1941 · Norway
Ludvig Eikaas is seen as an established artist, who originates from Norway. Ludvig Eikaas was born in 1941. Born in the same country and around the same year are Bjørn Ransve, Jan Groth and Marianne Heske.
Further Biographical Context for Ludvig Eikaas
Ludvig Eikaas was born in 1941 and was largely influenced creatively by the 1960s growing up. Art turned into a vehicle for dogmas and other agendas, with Pop and Minimalism appearing concurrently as the most defining art movements of the decade.
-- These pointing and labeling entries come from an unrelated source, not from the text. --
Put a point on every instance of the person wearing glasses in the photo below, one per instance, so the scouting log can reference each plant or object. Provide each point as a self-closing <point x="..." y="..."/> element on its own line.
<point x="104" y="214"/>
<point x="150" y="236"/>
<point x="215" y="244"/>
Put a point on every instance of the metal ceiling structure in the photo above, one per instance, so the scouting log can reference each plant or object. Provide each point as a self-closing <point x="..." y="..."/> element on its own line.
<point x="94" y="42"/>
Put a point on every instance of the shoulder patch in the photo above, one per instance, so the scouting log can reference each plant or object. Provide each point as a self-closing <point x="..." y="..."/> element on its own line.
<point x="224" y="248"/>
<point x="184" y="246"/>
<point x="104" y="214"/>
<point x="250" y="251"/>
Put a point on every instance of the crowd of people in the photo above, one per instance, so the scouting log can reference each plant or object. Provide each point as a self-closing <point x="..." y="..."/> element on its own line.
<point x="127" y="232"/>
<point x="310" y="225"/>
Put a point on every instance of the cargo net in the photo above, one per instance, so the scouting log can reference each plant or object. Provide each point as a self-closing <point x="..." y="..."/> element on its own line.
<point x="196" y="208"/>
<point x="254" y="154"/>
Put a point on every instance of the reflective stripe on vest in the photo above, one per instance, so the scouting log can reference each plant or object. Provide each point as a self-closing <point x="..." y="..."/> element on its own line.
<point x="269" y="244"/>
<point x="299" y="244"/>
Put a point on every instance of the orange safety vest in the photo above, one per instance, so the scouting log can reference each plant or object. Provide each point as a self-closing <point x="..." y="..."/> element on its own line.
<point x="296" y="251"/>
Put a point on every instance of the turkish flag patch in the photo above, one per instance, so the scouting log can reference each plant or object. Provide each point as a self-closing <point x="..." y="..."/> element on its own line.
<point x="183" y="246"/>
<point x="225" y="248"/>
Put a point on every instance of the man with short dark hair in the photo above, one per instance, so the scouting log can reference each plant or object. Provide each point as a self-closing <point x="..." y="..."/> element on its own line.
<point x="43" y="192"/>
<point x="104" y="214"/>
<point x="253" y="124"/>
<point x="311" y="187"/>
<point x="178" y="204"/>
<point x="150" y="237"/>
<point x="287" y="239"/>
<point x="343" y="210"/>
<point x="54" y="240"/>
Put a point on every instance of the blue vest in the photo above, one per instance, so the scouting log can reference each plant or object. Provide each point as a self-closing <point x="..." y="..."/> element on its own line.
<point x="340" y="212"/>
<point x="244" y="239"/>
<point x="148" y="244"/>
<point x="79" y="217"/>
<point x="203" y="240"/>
Pop Art in New York city embraced the culture of mass media and mass consumerism, with Artists such as Andy Warhol, Roy Lichtenstein and Tom Wesselmann getting stimulated by television, comic strips, billboards and other products of the rise of Capitalism for their artworks. On the other side of the country, the West Coast in California, the first elements of what would be known as Conceptual art were blossoming. Minimalism established the crucial idea that art should subsist in its own reality, and not try to mimic the real world. Born of a desire to erase all pre-established conceptions about art, Minimalism became a radically progressive movement, highly influential worldwide, with artists such as Frank Stella, Donald Judd and Dan Flavin as key figures. Minimalism became influential through the works of artists such as Victor Vasarely and Bridget Riley, while Pop art was an essential by-product of the latter, simultaneously critiquing and glorifying popular culture. The iconic contemporary art movements that reverberated through the wave of radicalism of the 1960s also had their own distinctions and scopes, distinctive to different areas or countries. Spatialism, for instance, was established in Italy by Lucio Fontana and Piero Manzoni, and its ideologies adopted by the Zero group in Germany. Throughout Europe, the philosophy of Existentialism strongly influenced artists like Francis Bacon and Alberto Giacometti, who sought to depict the raw human emotions often connected to reflections on death and the lingering angst of the meaninglessness of life.